Menuju konten utama

Dilema Kenaikan PPN 11 Persen di Tengah Pemulihan Ekonomi Indonesia

Soal kenaikan PPN 11%, pemerintah dinilai menghadapi dilema. Sebab pada dasarnya, pajak mempunyai dua fungsi utama.

Dilema Kenaikan PPN 11 Persen di Tengah Pemulihan Ekonomi Indonesia
Gedung Direktorat Jenderal Pajak.
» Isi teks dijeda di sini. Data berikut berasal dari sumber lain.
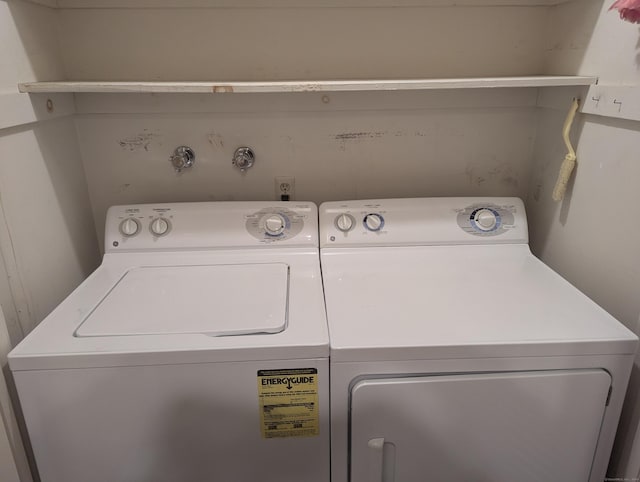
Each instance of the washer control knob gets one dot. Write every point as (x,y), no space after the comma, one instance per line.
(344,222)
(129,227)
(159,226)
(373,222)
(274,224)
(485,219)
TIRTO/Andrey Gromico

tirto.id - Rencana kenaikan pajak pertambahan nilai (PPN) dari 10 persen menjadi 11 persen meninggalkan tanya: dilanjut atau ditunda. Padahal, rencana kenaikan sudah digaungkan sejak akhir 2021, dan akan direalisasikan pada 1 April 2022 mendatang.

Namun faktanya, hingga kini pemerintah belum juga mengeluarkan aturan turunan dari Undang-Undang (UU) Nomor 7 tahun 2021 tentang Harmonisasi Peraturan Perpajakan (HPP). Pemerintah hanya punya waktu setengah bulan meramu aturan turunan bila mau diimplementasikan sesuai jadwal.

“Ini tim sedang melakukan pembahasan, ketentuan aturan turunan dari UU HPP ini juga sedang difinalkan. Jadi kami belum tahu. Kita masih lihat perkembangan karena kami belum mendapatkan informasi dari tim itu,” kata Direktur Penyuluhan, Pelayanan, dan Hubungan Masyarakat Direktorat Jenderal Pajak (DJP) Neilmaldrin Noor, saat dikonfirmasi beberapa waktu lalu.

Dia mengatakan, tim tersebut berperan untuk melakukan pembahasan dalam menyiapkan aturan turunan UU HPP. Mulai dari pelaksanaanya seperti apa, hingga melihat perkembangan dinamika terjadi saat ini, termasuk perkembangan harga komoditi di Indonesia.

“Di dalamnya pasti melakukan analisa terkait kondisi terkini perhitungan inflasi dan makro di BKF,” kata dia.

Bidang Kajian Akuntansi dan Perpajakan Asosiasi Emiten Indonesia, Ajib Hamdani menilai, posisi pemerintah saat ini tengah dilema. Sebab pada dasarnya, pajak mempunyai dua fungsi utama.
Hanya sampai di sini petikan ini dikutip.